L’écriture, si elle est libératrice parfois, est aussi une gigantesque machine à exclusions, qu’il conviendrait peut-être de remettre en question simplement parce que ses codes, notamment scientifiques et universitaires, sont le résultat même de la pensée logico-formelle qui régit notre monde, et qui lisse tout pour éviter que des voix dissidentes ne crient trop fort.

C’est tout ça que m’ont apporté les sorcières. L’acceptation que nous ne sommes pas que des êtres de sciences, toutes rationnelles, semblables, tournées vers la distinction, mais que nous pouvons avoir une compréhension et une appréhension du monde qui passe par d’autres canaux. Que de marcher en montagne en observant les fourmis construire leur maison ou en écoutant les marmottes siffler le danger à l’approche de l’aigle, c’est une manière de faire sa place. Que le progrès technique et la fuite en avant de la maitrise et du contrôle ne sont pas des buts qu’il est enviable de poursuivre. Que nous ne sommes pas obligées d’être uniquement dans des relations de domination avec l’ensemble du vivant et qu’être sorcière sauvage ne veut pas dire être moins que. Moins que l’homme, moins que l’autre, moins que rien. Cela veut juste dire regarder le monde d’une manière différente, l’appréhender autrement, en ressortir une légitimité, une manière et une raison de vivre. Retrouver aussi une place dans le monde vivant. Une place à égalité avec la fourmi ou la marmotte, avec l’arbre centenaire, l’edelweiss qui ne pousse qu’en haut de la montagne.

Sorcière je suis devenue, sauvage j’espère devenir.

Edelweiss, lueur d’espoir
Photo : Loriane Ferreira

Loriane Ferreira



  1. Ce texte sera accordé uniquement au féminin. Non pas parce qu’il ne s’adresse qu’aux femmes, bien au contraire, mais parce que j’ai envie pour une fois que les femmes prennent un peu la place sur le reste.
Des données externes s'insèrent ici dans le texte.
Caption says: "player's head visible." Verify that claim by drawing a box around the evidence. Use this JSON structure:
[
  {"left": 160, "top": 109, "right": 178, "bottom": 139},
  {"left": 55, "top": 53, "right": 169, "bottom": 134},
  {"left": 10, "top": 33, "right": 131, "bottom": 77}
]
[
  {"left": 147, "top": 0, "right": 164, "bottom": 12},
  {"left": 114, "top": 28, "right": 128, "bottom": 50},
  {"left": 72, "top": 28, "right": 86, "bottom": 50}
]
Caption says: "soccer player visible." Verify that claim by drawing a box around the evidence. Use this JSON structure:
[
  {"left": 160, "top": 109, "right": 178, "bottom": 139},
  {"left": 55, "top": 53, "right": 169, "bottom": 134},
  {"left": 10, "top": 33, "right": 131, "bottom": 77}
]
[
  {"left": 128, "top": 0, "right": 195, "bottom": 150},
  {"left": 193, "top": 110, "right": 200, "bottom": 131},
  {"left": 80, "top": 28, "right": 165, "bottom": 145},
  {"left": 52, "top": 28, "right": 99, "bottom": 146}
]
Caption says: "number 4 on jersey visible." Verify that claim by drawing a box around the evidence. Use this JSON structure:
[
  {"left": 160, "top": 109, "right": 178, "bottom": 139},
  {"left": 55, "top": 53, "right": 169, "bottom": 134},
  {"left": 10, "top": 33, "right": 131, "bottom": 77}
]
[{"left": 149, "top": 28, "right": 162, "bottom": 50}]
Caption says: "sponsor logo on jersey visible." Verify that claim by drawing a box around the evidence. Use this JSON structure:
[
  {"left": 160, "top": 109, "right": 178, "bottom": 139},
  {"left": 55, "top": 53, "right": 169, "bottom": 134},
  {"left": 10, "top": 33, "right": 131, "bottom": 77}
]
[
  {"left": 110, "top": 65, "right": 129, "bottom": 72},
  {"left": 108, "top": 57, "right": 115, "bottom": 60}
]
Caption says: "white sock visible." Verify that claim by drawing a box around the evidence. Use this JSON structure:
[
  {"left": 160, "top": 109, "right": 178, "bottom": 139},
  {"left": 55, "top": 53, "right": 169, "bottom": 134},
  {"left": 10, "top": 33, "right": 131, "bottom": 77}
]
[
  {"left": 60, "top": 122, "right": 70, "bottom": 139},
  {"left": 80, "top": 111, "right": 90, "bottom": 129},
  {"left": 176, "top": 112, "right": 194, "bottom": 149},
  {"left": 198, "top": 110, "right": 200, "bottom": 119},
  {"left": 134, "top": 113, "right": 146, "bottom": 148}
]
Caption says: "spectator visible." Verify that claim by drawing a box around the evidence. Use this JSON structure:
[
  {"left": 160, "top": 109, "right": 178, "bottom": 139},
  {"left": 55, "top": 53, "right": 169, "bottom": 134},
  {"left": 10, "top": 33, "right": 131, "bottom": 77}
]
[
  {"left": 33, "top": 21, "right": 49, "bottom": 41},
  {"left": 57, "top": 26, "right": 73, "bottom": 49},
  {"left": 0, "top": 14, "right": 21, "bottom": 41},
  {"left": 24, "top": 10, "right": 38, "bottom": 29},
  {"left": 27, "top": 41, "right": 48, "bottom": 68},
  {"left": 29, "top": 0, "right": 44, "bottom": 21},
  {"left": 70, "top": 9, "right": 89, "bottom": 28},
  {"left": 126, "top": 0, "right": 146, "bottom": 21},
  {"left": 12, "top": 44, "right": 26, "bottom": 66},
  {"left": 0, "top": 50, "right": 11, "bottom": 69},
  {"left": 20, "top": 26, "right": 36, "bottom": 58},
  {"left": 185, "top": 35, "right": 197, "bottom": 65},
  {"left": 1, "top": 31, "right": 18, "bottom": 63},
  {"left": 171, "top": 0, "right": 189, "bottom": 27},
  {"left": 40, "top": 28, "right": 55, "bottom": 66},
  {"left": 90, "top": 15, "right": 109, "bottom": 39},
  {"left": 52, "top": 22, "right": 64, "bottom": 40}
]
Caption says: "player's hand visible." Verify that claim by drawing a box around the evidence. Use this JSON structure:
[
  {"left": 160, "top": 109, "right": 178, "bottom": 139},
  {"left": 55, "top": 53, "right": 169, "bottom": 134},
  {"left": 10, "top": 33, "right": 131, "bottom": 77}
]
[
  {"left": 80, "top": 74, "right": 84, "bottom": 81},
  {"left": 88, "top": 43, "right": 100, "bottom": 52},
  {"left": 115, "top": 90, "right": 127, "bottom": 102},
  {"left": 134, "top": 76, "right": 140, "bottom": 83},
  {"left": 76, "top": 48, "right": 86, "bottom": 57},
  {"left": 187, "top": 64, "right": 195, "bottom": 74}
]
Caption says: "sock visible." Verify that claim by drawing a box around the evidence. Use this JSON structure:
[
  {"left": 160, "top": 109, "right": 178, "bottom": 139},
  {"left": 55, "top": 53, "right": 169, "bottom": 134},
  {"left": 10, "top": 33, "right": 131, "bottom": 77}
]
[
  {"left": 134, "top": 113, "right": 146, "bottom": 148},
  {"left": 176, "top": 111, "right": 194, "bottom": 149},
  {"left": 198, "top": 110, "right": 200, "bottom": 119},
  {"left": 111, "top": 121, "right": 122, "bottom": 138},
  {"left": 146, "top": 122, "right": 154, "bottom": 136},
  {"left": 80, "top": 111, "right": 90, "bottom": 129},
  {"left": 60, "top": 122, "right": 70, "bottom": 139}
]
J’aimerais ici que les hommes se fassent petits, qu’ils tendent un peu l’oreille, qu’ils ne cherchent pas à discuter.

  2. Mona Chollet, 2019, Sorcières: la puissance invaincue des femmes, éditions Zones.

  3. Starhawk, 2003, Femmes, magie et politique, Paris, Empêcheurs de penser en rond.

  4. Julie Proust Tanguy, 2015, Sorcières! : le sombre grimoire du féminin, Montélimar, Les Moutons électriques, 2015.

  5. Postface d’Anna Colin in Barbara Ehrenreich, Deirdre English et L. Lame, 2015, Sorcières, sages-femmes et infirmières: une histoire des femmes soignantes, Paris, Cambourakis.